Build a runnable HyperFrames or Remotion source project.
Render a 30-second 9:16 final.mp4 with an audio stream when narration/music is requested.
Run automated quality checks against the rendered mp4, assets, source project, subtitles, and runtime plan.
If Quality Gate rejects the result, route the run back to the smallest responsible step, mark that Agent as revision, preserve the failure reason in repairState, and re-run that step plus affected downstream steps instead of stopping the whole run.
Ask Recorder to persist the run memory and generate reusable skill drafts.
Build source_project.zip and <run-id>-final-package.zip.

Agent Skill Stack

The production team now has explicit quality skills:

Caption Designer: subtitle safe area, line breaks, emphasis, mute-viewing comprehension.
AutoDirector Product Promo Video: source-faithful recipe for the original intro-site/hero-video hero film, including 7-station liquid-glass walkthrough, HyperFrames/GSAP timing, TTS/VTT, imagegen panels, and automated quality gates.
Voice-Screen Sync: final-audio-based timing so narration, captions, and visible screen events line up.
Visual Composition: frame hierarchy, hero image placement, card density, typography, and contact-sheet layout quality checks.
TTS Quality: AI/neural voice auditioning, pronunciation, silence trim, retiming, and final voice rejection rules.
Science / News Explainer Video: v10-style 科普短片 recipe for conflict framing, mechanism explanation, TTS sync, true vertical layout, music selection, and quality evidence.
Recorder: durable recorder_log.jsonl, recorder_summary.md, skill_suggestions.json, and generated SKILL.md drafts from each run's actual lessons.
Motion Designer: transitions, easing, rhythm map, GSAP/Remotion timing constraints.
Sound Designer: AI/neural TTS, modern music direction, SFX cue sheet, ducking, generated/local fallback, license risk.
Asset Agent: Browser Use / Computer Use decision tree plus OpenAI imagegen prompt packs.

Product-Film Quality Bar

AutoDirector's own intro film is the minimum reference for product/team explainers. A production run should exceed that baseline by splitting the work deliberately and letting Recorder preserve what was learned:

Producer requires a visual_event_map, voice_screen_map, visual_composition_plan, tts_plan, sound_plan, imagegen_prompt_pack, motion_board, and automated quality gates before implementation.
Script writes voiceover as visual cue points, not dense paragraphs. Every spoken sentence needs a screen-event hint.
Director converts each sentence into a card, source strip, route node, image panel, timeline layer, meter, package item, or transition event.
Asset/Imagegen create polished background plates and hero visuals with overlay-safe zones; runtime code renders exact text.
Sound uses AI/neural TTS for final narration and modern pop/electronic/indie/soft-house style music by default. Do not default to funk/phonk unless the user asks for those genres. If the user asks for local NetEase music, use the ncm-to-mp3 manifest workflow and inspect/listen before choosing.
Video Engineer implements sentence-level visual events as real DOM/components and animates them at the matching final-audio TTS/VTT or voice_screen_map timestamps.
Render produces final media plus preview/contact-sheet evidence.
Quality Gate fails videos where the narrator says more than the screen shows, where the voice sounds like an OS system voice, or where music taste ignores the user.
Recorder records the handoff trail and produces reusable skill drafts without blocking output.

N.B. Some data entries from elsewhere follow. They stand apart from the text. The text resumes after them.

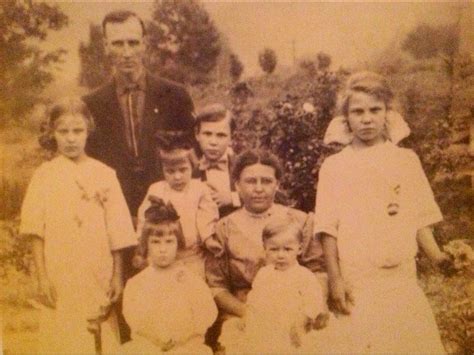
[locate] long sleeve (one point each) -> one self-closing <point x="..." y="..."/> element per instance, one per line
<point x="426" y="209"/>
<point x="312" y="251"/>
<point x="312" y="296"/>
<point x="203" y="306"/>
<point x="131" y="305"/>
<point x="326" y="218"/>
<point x="33" y="209"/>
<point x="141" y="214"/>
<point x="118" y="220"/>
<point x="216" y="265"/>
<point x="207" y="214"/>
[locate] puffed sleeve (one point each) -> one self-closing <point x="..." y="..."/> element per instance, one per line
<point x="426" y="210"/>
<point x="312" y="296"/>
<point x="118" y="219"/>
<point x="207" y="214"/>
<point x="203" y="306"/>
<point x="326" y="217"/>
<point x="216" y="264"/>
<point x="33" y="208"/>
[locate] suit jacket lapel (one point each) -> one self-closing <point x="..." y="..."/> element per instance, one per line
<point x="115" y="118"/>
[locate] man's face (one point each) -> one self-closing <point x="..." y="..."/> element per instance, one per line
<point x="125" y="45"/>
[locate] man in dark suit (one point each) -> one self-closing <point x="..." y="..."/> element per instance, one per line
<point x="132" y="108"/>
<point x="129" y="112"/>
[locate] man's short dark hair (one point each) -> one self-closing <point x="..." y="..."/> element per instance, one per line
<point x="120" y="16"/>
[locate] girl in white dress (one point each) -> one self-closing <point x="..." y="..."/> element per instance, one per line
<point x="286" y="299"/>
<point x="167" y="306"/>
<point x="78" y="221"/>
<point x="191" y="197"/>
<point x="374" y="208"/>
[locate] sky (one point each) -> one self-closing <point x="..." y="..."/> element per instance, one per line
<point x="350" y="32"/>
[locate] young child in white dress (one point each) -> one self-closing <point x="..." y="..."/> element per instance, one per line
<point x="286" y="299"/>
<point x="191" y="198"/>
<point x="374" y="208"/>
<point x="78" y="221"/>
<point x="167" y="306"/>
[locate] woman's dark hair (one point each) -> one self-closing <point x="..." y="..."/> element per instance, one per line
<point x="73" y="106"/>
<point x="256" y="156"/>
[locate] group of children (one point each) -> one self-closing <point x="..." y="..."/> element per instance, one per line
<point x="367" y="216"/>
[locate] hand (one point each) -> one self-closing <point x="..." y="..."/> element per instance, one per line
<point x="295" y="336"/>
<point x="221" y="199"/>
<point x="240" y="324"/>
<point x="445" y="264"/>
<point x="167" y="345"/>
<point x="321" y="321"/>
<point x="341" y="298"/>
<point x="47" y="293"/>
<point x="116" y="288"/>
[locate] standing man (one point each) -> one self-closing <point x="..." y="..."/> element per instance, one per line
<point x="128" y="112"/>
<point x="132" y="108"/>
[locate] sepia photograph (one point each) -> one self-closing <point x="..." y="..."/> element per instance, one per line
<point x="236" y="177"/>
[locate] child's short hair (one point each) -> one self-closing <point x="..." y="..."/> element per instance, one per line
<point x="66" y="106"/>
<point x="281" y="225"/>
<point x="174" y="147"/>
<point x="157" y="214"/>
<point x="214" y="113"/>
<point x="369" y="83"/>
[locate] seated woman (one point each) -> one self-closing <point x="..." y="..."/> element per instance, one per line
<point x="238" y="253"/>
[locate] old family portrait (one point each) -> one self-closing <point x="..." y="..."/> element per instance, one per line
<point x="224" y="177"/>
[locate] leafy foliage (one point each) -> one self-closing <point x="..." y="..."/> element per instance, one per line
<point x="236" y="67"/>
<point x="24" y="68"/>
<point x="267" y="60"/>
<point x="427" y="41"/>
<point x="95" y="67"/>
<point x="184" y="43"/>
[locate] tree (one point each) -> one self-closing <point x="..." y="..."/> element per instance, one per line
<point x="427" y="41"/>
<point x="267" y="60"/>
<point x="25" y="69"/>
<point x="183" y="37"/>
<point x="236" y="67"/>
<point x="95" y="67"/>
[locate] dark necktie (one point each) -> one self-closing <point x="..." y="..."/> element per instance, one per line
<point x="132" y="99"/>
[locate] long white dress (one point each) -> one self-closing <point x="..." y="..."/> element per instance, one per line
<point x="373" y="201"/>
<point x="168" y="304"/>
<point x="278" y="301"/>
<point x="80" y="213"/>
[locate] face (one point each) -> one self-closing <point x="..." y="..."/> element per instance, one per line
<point x="71" y="136"/>
<point x="282" y="250"/>
<point x="257" y="186"/>
<point x="214" y="138"/>
<point x="178" y="175"/>
<point x="125" y="45"/>
<point x="366" y="117"/>
<point x="162" y="247"/>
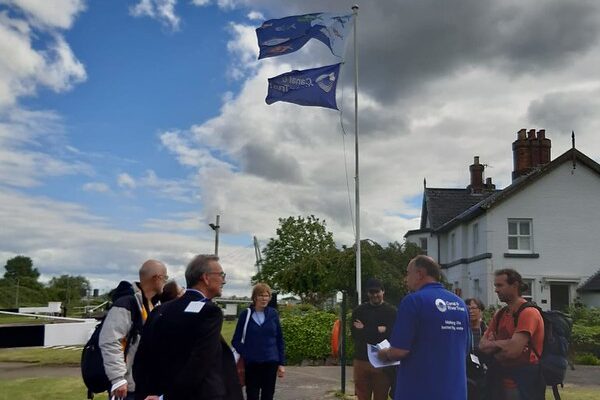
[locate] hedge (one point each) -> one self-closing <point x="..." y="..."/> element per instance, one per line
<point x="307" y="335"/>
<point x="586" y="339"/>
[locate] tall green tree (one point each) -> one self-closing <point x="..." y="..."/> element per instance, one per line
<point x="301" y="259"/>
<point x="20" y="267"/>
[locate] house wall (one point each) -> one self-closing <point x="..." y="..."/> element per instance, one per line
<point x="563" y="207"/>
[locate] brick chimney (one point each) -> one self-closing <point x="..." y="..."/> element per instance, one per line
<point x="530" y="151"/>
<point x="476" y="170"/>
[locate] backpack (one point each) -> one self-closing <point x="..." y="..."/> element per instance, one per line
<point x="557" y="334"/>
<point x="92" y="364"/>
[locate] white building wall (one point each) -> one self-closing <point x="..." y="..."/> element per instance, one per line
<point x="563" y="207"/>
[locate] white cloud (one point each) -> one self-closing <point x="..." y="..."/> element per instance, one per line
<point x="99" y="187"/>
<point x="255" y="15"/>
<point x="63" y="238"/>
<point x="161" y="10"/>
<point x="125" y="181"/>
<point x="51" y="14"/>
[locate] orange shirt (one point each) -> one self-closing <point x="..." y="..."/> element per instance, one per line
<point x="531" y="322"/>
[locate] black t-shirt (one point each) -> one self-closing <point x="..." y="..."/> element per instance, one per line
<point x="372" y="317"/>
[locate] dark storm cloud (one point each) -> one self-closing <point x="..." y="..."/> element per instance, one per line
<point x="564" y="111"/>
<point x="268" y="163"/>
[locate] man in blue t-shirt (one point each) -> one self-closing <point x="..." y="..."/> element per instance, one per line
<point x="430" y="336"/>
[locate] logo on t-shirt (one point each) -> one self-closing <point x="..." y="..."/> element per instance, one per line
<point x="441" y="305"/>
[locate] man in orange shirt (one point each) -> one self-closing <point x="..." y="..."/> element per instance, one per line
<point x="514" y="337"/>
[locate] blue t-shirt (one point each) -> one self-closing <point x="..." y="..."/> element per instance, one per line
<point x="433" y="324"/>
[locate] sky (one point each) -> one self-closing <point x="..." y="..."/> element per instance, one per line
<point x="126" y="126"/>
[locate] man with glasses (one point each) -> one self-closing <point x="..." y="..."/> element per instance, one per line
<point x="372" y="322"/>
<point x="182" y="354"/>
<point x="120" y="334"/>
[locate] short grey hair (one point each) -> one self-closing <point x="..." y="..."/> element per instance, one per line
<point x="199" y="266"/>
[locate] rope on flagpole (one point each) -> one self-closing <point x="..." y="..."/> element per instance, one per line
<point x="346" y="163"/>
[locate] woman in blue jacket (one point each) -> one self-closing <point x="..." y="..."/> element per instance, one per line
<point x="259" y="341"/>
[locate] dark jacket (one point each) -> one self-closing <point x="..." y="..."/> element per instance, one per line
<point x="183" y="356"/>
<point x="372" y="317"/>
<point x="264" y="343"/>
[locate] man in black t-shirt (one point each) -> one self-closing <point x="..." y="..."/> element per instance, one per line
<point x="372" y="322"/>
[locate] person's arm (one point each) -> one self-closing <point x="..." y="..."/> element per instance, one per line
<point x="280" y="347"/>
<point x="205" y="349"/>
<point x="117" y="325"/>
<point x="512" y="348"/>
<point x="487" y="343"/>
<point x="236" y="340"/>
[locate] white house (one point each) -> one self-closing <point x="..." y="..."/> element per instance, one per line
<point x="546" y="225"/>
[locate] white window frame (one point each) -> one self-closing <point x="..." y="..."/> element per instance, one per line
<point x="519" y="236"/>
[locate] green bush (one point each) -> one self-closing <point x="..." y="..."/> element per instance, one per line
<point x="587" y="359"/>
<point x="307" y="334"/>
<point x="589" y="316"/>
<point x="586" y="339"/>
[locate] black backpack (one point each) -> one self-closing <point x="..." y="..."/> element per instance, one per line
<point x="92" y="364"/>
<point x="557" y="335"/>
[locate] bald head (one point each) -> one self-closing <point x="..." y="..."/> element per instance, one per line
<point x="152" y="268"/>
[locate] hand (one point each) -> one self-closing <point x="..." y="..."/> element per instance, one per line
<point x="120" y="392"/>
<point x="383" y="354"/>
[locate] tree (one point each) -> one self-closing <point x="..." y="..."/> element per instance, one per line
<point x="20" y="267"/>
<point x="68" y="288"/>
<point x="301" y="259"/>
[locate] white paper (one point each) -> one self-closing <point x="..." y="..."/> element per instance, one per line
<point x="194" y="306"/>
<point x="372" y="351"/>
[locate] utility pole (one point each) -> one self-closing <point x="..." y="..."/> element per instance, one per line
<point x="215" y="227"/>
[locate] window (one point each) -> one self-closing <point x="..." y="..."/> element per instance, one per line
<point x="476" y="288"/>
<point x="423" y="244"/>
<point x="475" y="239"/>
<point x="520" y="238"/>
<point x="527" y="293"/>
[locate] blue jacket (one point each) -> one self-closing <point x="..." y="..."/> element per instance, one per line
<point x="263" y="343"/>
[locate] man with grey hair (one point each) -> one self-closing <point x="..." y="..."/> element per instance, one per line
<point x="120" y="334"/>
<point x="182" y="355"/>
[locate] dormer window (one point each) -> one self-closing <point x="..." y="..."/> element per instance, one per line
<point x="520" y="236"/>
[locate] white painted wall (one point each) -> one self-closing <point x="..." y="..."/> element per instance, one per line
<point x="563" y="206"/>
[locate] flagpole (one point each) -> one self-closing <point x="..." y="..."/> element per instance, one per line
<point x="357" y="195"/>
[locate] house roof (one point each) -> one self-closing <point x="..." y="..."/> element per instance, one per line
<point x="442" y="205"/>
<point x="518" y="184"/>
<point x="592" y="284"/>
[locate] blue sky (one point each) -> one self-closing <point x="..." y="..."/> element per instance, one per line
<point x="127" y="126"/>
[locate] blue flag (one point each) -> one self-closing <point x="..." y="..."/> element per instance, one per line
<point x="286" y="35"/>
<point x="310" y="87"/>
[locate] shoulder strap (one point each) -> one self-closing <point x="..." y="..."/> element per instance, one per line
<point x="499" y="315"/>
<point x="248" y="312"/>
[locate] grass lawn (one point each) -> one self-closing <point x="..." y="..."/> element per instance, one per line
<point x="73" y="389"/>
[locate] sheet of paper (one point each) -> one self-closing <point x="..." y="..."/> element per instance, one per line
<point x="374" y="360"/>
<point x="194" y="306"/>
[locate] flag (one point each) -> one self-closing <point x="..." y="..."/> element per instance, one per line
<point x="310" y="87"/>
<point x="286" y="35"/>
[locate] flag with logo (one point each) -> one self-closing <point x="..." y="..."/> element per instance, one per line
<point x="277" y="37"/>
<point x="310" y="87"/>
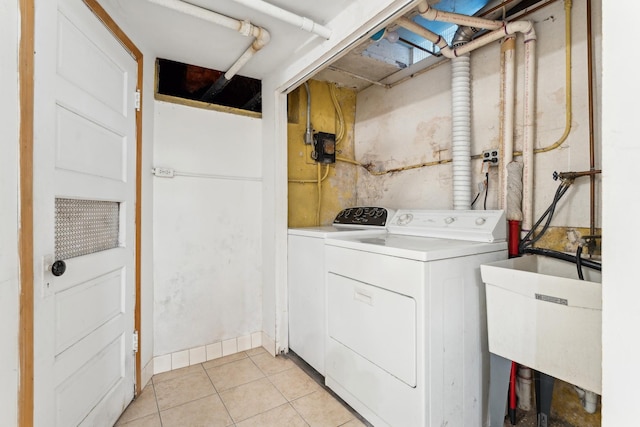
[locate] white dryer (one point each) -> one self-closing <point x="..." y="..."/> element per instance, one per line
<point x="406" y="341"/>
<point x="306" y="276"/>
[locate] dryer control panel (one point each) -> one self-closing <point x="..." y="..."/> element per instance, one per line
<point x="475" y="225"/>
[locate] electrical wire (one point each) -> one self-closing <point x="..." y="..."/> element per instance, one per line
<point x="340" y="126"/>
<point x="564" y="257"/>
<point x="527" y="241"/>
<point x="319" y="169"/>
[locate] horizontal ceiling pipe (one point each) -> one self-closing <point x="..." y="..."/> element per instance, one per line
<point x="244" y="27"/>
<point x="201" y="13"/>
<point x="509" y="28"/>
<point x="301" y="22"/>
<point x="432" y="14"/>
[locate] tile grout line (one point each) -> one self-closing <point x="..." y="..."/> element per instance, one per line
<point x="233" y="422"/>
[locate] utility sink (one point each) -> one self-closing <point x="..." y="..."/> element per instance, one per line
<point x="539" y="314"/>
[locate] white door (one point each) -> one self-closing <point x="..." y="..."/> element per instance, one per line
<point x="84" y="205"/>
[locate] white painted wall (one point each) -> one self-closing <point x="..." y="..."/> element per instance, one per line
<point x="621" y="204"/>
<point x="9" y="271"/>
<point x="207" y="231"/>
<point x="411" y="124"/>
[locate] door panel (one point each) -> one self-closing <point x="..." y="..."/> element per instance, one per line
<point x="84" y="152"/>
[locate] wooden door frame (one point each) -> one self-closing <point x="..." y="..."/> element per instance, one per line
<point x="25" y="232"/>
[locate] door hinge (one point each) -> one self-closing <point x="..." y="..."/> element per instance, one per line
<point x="135" y="341"/>
<point x="137" y="102"/>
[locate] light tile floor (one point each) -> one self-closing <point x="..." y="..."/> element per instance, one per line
<point x="245" y="389"/>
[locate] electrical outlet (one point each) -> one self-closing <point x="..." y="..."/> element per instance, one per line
<point x="490" y="157"/>
<point x="163" y="172"/>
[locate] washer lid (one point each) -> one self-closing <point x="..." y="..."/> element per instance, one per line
<point x="481" y="226"/>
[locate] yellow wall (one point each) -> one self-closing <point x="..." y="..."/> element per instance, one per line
<point x="338" y="189"/>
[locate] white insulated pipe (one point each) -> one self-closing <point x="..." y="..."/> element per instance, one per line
<point x="432" y="14"/>
<point x="500" y="30"/>
<point x="301" y="22"/>
<point x="262" y="36"/>
<point x="461" y="131"/>
<point x="507" y="117"/>
<point x="529" y="130"/>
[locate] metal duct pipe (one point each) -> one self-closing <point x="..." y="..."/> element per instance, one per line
<point x="500" y="30"/>
<point x="301" y="22"/>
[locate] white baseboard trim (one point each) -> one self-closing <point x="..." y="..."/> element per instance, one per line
<point x="193" y="356"/>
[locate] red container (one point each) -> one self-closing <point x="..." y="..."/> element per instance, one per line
<point x="514" y="238"/>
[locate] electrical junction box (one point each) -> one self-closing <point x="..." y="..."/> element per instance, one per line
<point x="490" y="157"/>
<point x="324" y="147"/>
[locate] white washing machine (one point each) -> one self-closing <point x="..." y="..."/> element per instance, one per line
<point x="406" y="340"/>
<point x="306" y="276"/>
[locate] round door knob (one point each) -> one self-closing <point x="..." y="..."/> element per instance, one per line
<point x="58" y="268"/>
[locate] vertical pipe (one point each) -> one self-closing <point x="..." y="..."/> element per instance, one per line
<point x="461" y="134"/>
<point x="507" y="116"/>
<point x="592" y="177"/>
<point x="529" y="131"/>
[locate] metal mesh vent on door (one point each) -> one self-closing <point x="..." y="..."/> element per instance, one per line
<point x="85" y="226"/>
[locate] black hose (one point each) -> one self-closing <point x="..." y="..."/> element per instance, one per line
<point x="526" y="241"/>
<point x="564" y="257"/>
<point x="579" y="262"/>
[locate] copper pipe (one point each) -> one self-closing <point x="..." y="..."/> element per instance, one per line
<point x="573" y="175"/>
<point x="591" y="137"/>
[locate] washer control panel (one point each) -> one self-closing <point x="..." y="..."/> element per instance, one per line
<point x="475" y="225"/>
<point x="363" y="216"/>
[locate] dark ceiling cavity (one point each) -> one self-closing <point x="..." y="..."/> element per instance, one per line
<point x="192" y="82"/>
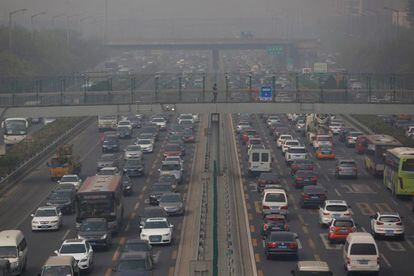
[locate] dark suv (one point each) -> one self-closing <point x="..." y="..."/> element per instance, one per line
<point x="63" y="198"/>
<point x="96" y="232"/>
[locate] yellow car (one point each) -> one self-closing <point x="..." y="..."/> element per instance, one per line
<point x="325" y="153"/>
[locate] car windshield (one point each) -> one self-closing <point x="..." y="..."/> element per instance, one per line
<point x="8" y="252"/>
<point x="156" y="224"/>
<point x="144" y="142"/>
<point x="57" y="270"/>
<point x="69" y="179"/>
<point x="109" y="157"/>
<point x="170" y="198"/>
<point x="93" y="227"/>
<point x="170" y="167"/>
<point x="60" y="195"/>
<point x="389" y="219"/>
<point x="336" y="208"/>
<point x="275" y="197"/>
<point x="153" y="213"/>
<point x="46" y="213"/>
<point x="133" y="148"/>
<point x="297" y="150"/>
<point x="72" y="248"/>
<point x="282" y="237"/>
<point x="136" y="246"/>
<point x="343" y="223"/>
<point x="363" y="249"/>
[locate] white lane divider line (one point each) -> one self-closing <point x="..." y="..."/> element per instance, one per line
<point x="385" y="260"/>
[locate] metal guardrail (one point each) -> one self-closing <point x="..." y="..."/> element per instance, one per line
<point x="23" y="168"/>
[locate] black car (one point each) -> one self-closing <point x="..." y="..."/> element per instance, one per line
<point x="110" y="144"/>
<point x="312" y="196"/>
<point x="96" y="232"/>
<point x="127" y="188"/>
<point x="133" y="167"/>
<point x="267" y="178"/>
<point x="64" y="199"/>
<point x="137" y="245"/>
<point x="157" y="190"/>
<point x="133" y="263"/>
<point x="107" y="160"/>
<point x="124" y="132"/>
<point x="281" y="244"/>
<point x="151" y="212"/>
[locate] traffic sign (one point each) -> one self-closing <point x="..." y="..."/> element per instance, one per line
<point x="266" y="93"/>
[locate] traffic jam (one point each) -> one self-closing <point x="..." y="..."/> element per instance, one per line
<point x="322" y="195"/>
<point x="132" y="208"/>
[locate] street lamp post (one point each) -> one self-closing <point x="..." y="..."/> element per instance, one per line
<point x="32" y="17"/>
<point x="10" y="26"/>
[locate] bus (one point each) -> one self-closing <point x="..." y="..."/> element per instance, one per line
<point x="374" y="157"/>
<point x="15" y="130"/>
<point x="100" y="196"/>
<point x="399" y="171"/>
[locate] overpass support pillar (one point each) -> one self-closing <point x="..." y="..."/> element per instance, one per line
<point x="215" y="58"/>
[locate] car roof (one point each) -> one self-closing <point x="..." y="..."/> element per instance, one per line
<point x="336" y="202"/>
<point x="313" y="266"/>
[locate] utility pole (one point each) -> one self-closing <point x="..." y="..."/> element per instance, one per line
<point x="11" y="26"/>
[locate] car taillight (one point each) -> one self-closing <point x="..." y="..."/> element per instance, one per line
<point x="293" y="245"/>
<point x="271" y="245"/>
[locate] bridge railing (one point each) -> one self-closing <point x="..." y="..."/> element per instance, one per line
<point x="98" y="89"/>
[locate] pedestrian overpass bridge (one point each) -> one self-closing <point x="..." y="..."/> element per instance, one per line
<point x="83" y="103"/>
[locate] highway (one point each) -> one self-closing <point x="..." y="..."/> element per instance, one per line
<point x="365" y="195"/>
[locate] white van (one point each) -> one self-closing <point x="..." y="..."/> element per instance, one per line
<point x="13" y="247"/>
<point x="260" y="160"/>
<point x="360" y="253"/>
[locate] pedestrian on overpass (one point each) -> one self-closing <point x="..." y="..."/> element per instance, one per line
<point x="215" y="93"/>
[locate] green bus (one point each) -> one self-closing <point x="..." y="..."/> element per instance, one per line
<point x="399" y="171"/>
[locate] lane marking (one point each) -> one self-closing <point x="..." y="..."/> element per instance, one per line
<point x="66" y="234"/>
<point x="385" y="260"/>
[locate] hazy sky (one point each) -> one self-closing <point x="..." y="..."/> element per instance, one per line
<point x="166" y="8"/>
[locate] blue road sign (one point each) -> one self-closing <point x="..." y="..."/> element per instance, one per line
<point x="266" y="93"/>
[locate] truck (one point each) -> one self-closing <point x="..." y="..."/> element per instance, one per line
<point x="316" y="124"/>
<point x="107" y="122"/>
<point x="63" y="162"/>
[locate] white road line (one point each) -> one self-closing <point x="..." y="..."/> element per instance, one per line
<point x="337" y="192"/>
<point x="385" y="260"/>
<point x="66" y="235"/>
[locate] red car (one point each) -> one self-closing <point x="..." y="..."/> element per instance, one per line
<point x="249" y="133"/>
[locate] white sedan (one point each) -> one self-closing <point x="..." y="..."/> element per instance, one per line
<point x="157" y="231"/>
<point x="80" y="250"/>
<point x="46" y="218"/>
<point x="387" y="224"/>
<point x="73" y="179"/>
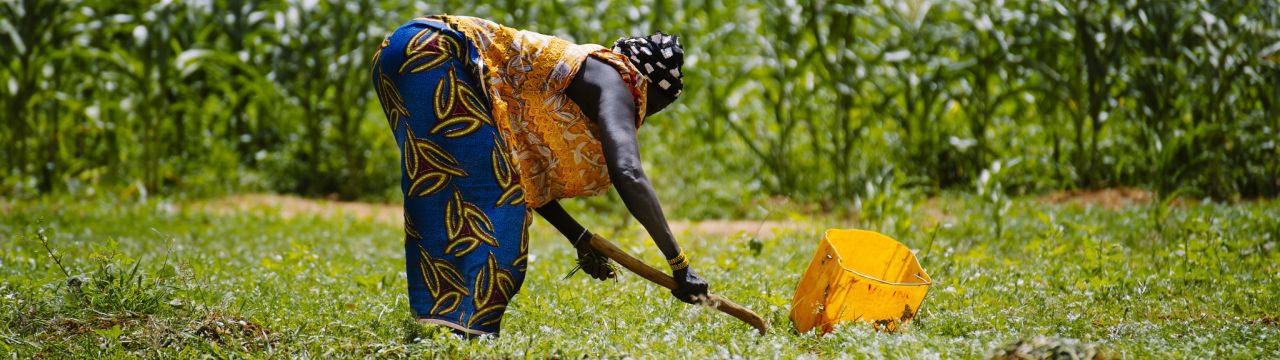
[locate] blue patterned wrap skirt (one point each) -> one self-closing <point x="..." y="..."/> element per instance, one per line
<point x="465" y="218"/>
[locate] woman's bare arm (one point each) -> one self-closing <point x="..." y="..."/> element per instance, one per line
<point x="600" y="94"/>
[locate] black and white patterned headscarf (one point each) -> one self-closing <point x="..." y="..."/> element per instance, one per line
<point x="658" y="57"/>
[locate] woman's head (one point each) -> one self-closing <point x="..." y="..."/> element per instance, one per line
<point x="661" y="59"/>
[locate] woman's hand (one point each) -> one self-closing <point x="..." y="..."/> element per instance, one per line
<point x="593" y="263"/>
<point x="690" y="287"/>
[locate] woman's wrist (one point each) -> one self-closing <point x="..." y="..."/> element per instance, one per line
<point x="583" y="238"/>
<point x="679" y="263"/>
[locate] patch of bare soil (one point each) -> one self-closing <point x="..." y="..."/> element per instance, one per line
<point x="232" y="329"/>
<point x="1111" y="199"/>
<point x="291" y="206"/>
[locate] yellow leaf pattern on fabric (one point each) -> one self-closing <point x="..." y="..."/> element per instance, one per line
<point x="410" y="231"/>
<point x="443" y="281"/>
<point x="429" y="167"/>
<point x="521" y="263"/>
<point x="457" y="104"/>
<point x="467" y="226"/>
<point x="493" y="288"/>
<point x="426" y="50"/>
<point x="553" y="145"/>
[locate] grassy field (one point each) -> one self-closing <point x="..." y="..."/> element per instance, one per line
<point x="164" y="278"/>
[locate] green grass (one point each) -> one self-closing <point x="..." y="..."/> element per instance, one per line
<point x="1194" y="281"/>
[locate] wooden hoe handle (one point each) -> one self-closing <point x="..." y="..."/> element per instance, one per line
<point x="657" y="277"/>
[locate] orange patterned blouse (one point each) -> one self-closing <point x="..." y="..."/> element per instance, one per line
<point x="553" y="144"/>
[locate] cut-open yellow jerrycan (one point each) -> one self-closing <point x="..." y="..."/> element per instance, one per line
<point x="859" y="276"/>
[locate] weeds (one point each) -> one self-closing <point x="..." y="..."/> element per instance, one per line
<point x="259" y="285"/>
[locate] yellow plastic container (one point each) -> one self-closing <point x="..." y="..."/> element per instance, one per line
<point x="859" y="276"/>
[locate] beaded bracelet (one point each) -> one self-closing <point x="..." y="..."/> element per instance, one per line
<point x="679" y="263"/>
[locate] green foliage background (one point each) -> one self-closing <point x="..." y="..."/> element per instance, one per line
<point x="823" y="101"/>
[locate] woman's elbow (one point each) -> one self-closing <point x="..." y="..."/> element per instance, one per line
<point x="627" y="176"/>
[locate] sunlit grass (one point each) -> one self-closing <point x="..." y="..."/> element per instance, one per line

The local image generation skill is referenced at:

${CODEX_HOME:-~/.codex}/skills/imagegen/SKILL.md

Generated images must come from Codex/ChatGPT plugin imagegen, an explicit Image API provider, or user-uploaded assets. AutoDirector must not pass HTML/SVG/canvas/local raster diagrams as generated hero visuals. If the selected host cannot generate images, the image task is blocked honestly while the rest of the pipeline remains usable.

Outputs are stored in:

.autodirector/runs/<run-id>/final-package/

The package starts with judging_readme.md, which gives reviewers the fastest path through the demo, the Agent handoff trail, visual evidence, quality blockers, Recorder memory, and the final package map.

OAuth / MCP

The server implements the ChatGPT Apps/MCP OAuth shape:

/.well-known/oauth-protected-resource
/.well-known/oauth-authorization-server
/.well-known/openid-configuration
/oauth/register
/oauth/authorize
/oauth/token
/oauth/jwks
/oauth/start
/oauth/callback
/mcp

Implemented behavior:

Dynamic client registration.
Authorization code + PKCE (S256).
Local consent page.
RS256 JWT access tokens.
JWKS publication.
MCP tools/list and tools/call require Authorization: Bearer <token>.
Failed MCP auth returns 401 with WWW-Authenticate pointing to protected-resource metadata.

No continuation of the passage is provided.